Today, caching is an integral part of the Internet infrastructure—it is extensively deployed for many different reasons. For example, caching is used to reduce bandwidth costs, share server costs, or increase response speed. There exist numerous caching technologies: browser caching, content distribution network, push caching, adaptive caching, active caching, streaming caches, etc.
Caching is important to network service providers (NSPs) and multiple-system operators (MSOs), which provide fixed or mobile broadband bandwidth to retail customers. For these providers, reducing customer churn rate is a major business driver. One way to reduce churn rate is to enhance user experience through caching.
Most NSPs and MSOs own a bandwidth infrastructure, which is both an asset and a liability—operating the infrastructure consumes working capital. As they have sunk significant capital in building up the infrastructure—it is to their advantage to leverage their existing infrastructure.
From the cost perspective, server and storage costs have dropped relative to bandwidth costs. The reason is that bandwidth costs are tied to the physical distance between a transmitter and a receiver. In contrast, the costs of computing and storage have decreased exponentially as the relevant technologies have made continuous improvements. However, the costs of laying cables and maintaining the ground lease for cell towers have actually risen over the years along with the general inflation.
Therefore, caching is a way to substitute the more expensive bandwidth resources with the less expensive computing and storage resources, while still improving the performance of content access in an average sense.
For NSPs, 2 user-experience metrics are important: (1) response speed of interactive applications, and (2) throughput of large-file applications. For interactive applications such as web browsing, the user is most concerned with the speed that a web page is rendered. For large-file applications such as video streaming, the user is most concerned with the speed that the video buffer is filled, which directly translates into the download throughput. Caching will help both types of application.
In the current solutions for web caching, cache nodes (devices that implement caching) are not placed in access or backhaul networks. Instead, cache nodes are placed in data centers or hub locations. The reason for doing this is that cache nodes are servers that need a protected environment. To expose a server in an outdoor environment, the server has to be ruggedized to withstand high temperature, rain, and other weather-related impacts.
However, as the server technologies have improved, it is now economical to place ruggedized cache nodes even in an outdoor setting such as the cell transmission tower of a mobile carrier, or the street cabinet (or local multiplexer) of a cable system operator. These outdoor locations are in the access or backhaul network of an NSP or MSO.
Placing cache nodes at such locations brings new technical challenges. For example, in a mobile carrier network, a user can move from one cell to the next.

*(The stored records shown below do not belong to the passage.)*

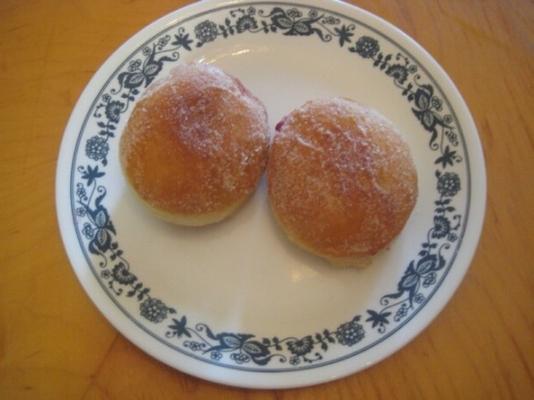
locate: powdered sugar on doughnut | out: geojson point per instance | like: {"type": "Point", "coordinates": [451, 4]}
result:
{"type": "Point", "coordinates": [341, 179]}
{"type": "Point", "coordinates": [205, 133]}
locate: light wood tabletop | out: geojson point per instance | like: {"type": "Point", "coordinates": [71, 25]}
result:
{"type": "Point", "coordinates": [55, 344]}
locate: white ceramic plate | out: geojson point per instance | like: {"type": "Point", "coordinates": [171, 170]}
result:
{"type": "Point", "coordinates": [236, 303]}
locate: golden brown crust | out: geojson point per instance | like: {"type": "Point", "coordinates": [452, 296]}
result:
{"type": "Point", "coordinates": [195, 145]}
{"type": "Point", "coordinates": [341, 180]}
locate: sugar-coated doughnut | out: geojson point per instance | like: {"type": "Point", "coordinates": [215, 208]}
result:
{"type": "Point", "coordinates": [195, 145]}
{"type": "Point", "coordinates": [341, 180]}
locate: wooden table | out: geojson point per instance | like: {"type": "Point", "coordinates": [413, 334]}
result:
{"type": "Point", "coordinates": [54, 344]}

Once a user moves, the user device changes its network attachment point—the mobile carrier has to perform handoff by rerouting the packets to a different location. The handoff process breaks content caching at the cell towers as caching is tied to TCP (transmission control protocol) termination.
In TCP termination, packets destined for either the mobile device or the server must traverse the termination point. But once the mobile device changes its network attachment point, packets destined for either the mobile device or the server may not pass through the termination point anymore. The termination point has to be relocated. Preferably, the cache content associated with the mobile device is also relocated to the same place.
For MSOs and fixed-line NSPs, there are no mobility (handoff) issues. However, for all NSPs and MSOs, caches installed in access or backhaul network nodes are serving a highly restricted group of users; the cache content should be optimized with this in mind.
Therefore, there is a need to improve caching by moving cache nodes to the access or backhaul networks of NSPs and MSOs. The new type of cache nodes has to be optimized for handoff and serving a highly restricted group of users.